We will review #412 as soon we have time for this, but I would recommend first adding your reader with an example (a Larch script or a Jupyter notebook in pure python would be great!) how to read and plot XAFS spectra from the NeXus files provided by @kaarelmand. At this stage I would not change the usual way Larch and xas_viewer read data. @newville what is your opinion on this?

@mretegan I think it would be nice to have your opinion on this too.

woutdenolf commented 1 year ago
class XasScan(NamedTuple):
    name: str
    description: str
    info: str
    start_time: str
    labels: List[str]
    data: ArrayLike

Ok then XasScan.data can have shape (nlabels, nenergy) for a single spectrum scan and shape (nlabels, npoints, nenergy) for a multi spectrum scan.

woutdenolf commented 1 year ago

Btw, do you prefer

class XasScan(NamedTuple):
    name: str
    description: str
    info: str
    start_time: str
    labels: List[str]
    data: ArrayLike

or

class XasScan(NamedTuple):
    name: str
    description: str
    info: str
    start_time: str
    data: Dict[str, ArrayLike]

or even

class XasScan(NamedTuple):
    name: str
    description: str
    info: str
    start_time: str
    data: pandas.DataFrame
maurov commented 1 year ago

@woutdenolf how to represent the data in memory (let's call it the "data model") can be a never ending discussion.
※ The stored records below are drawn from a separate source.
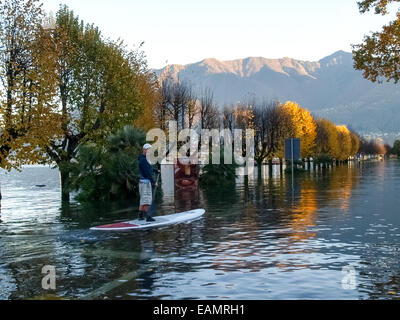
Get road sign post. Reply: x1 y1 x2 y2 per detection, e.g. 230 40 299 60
285 138 301 191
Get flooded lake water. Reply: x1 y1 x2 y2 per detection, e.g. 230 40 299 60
0 161 400 300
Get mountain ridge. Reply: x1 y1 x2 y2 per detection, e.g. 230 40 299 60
155 50 400 141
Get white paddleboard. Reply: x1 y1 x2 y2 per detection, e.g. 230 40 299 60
90 209 206 231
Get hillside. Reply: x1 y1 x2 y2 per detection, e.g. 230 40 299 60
156 51 400 140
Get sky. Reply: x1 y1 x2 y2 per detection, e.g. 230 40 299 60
42 0 396 69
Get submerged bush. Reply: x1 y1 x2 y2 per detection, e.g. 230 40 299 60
72 126 145 201
200 151 238 186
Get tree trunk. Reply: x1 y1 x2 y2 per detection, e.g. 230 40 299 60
60 168 70 202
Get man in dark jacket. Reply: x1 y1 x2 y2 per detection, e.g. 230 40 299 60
139 144 160 222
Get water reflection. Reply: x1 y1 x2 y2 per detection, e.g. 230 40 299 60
0 162 400 299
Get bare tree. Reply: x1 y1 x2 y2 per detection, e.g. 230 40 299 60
156 78 196 129
199 89 220 130
254 101 291 170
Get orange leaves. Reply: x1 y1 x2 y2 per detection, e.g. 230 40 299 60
282 101 317 158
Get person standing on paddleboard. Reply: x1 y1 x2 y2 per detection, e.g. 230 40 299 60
139 144 160 222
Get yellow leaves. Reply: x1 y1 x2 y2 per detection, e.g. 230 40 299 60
282 101 317 158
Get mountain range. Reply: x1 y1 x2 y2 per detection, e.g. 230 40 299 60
155 51 400 140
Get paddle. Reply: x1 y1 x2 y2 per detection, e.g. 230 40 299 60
148 174 160 217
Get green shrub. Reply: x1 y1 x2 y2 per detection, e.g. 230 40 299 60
72 126 145 202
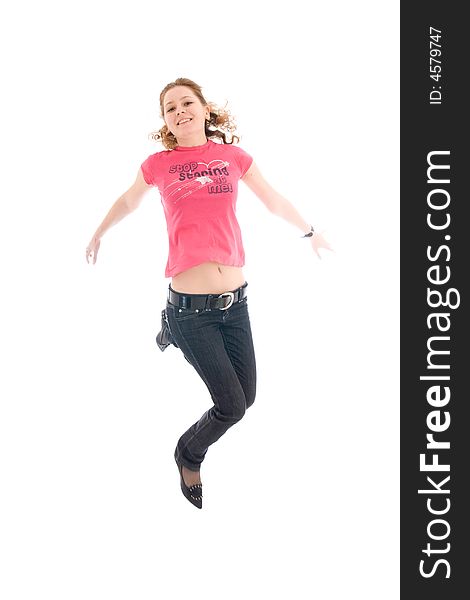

In Larch this is currently done with the Group object and all functions work with it, so I think the base 1D data structure should stay like this.

What we are missing in my opinion is a "Group of Groups" common object in Larch that can be nested (tree-like data model). At the moment we store Groups either in lists or in dictionaries. I think it would be beneficial to enhance this aspect for the moment.

When more than one dataset or more complex structure is needed I think we should stick to it and expand it to

newville commented 1 year ago

@woutdenolf @maurov Thanks, I'm falling a bit behind due to other beamline stuff.

Yes to "Groups" (basically an empty class to access with Thing.attribute instead of Thing['attribute']) for general containers of data.

But, if XasScan here is meant to be a predictable, static-like thing, a NamedTuple is a fine way to represent "The XAS data from a Nexus file". I would suggest that we don't really need Pandas. I sort of like "simple" for data structures. I would probably use

class XasScan(NamedTuple):
    name: str
    description: str
    info: str
    start_time: str
    labels: List[str]
    data: ArrayLike

as it seems like it maps to HDF5 a bit better, and also to how we are already reading data from some text files.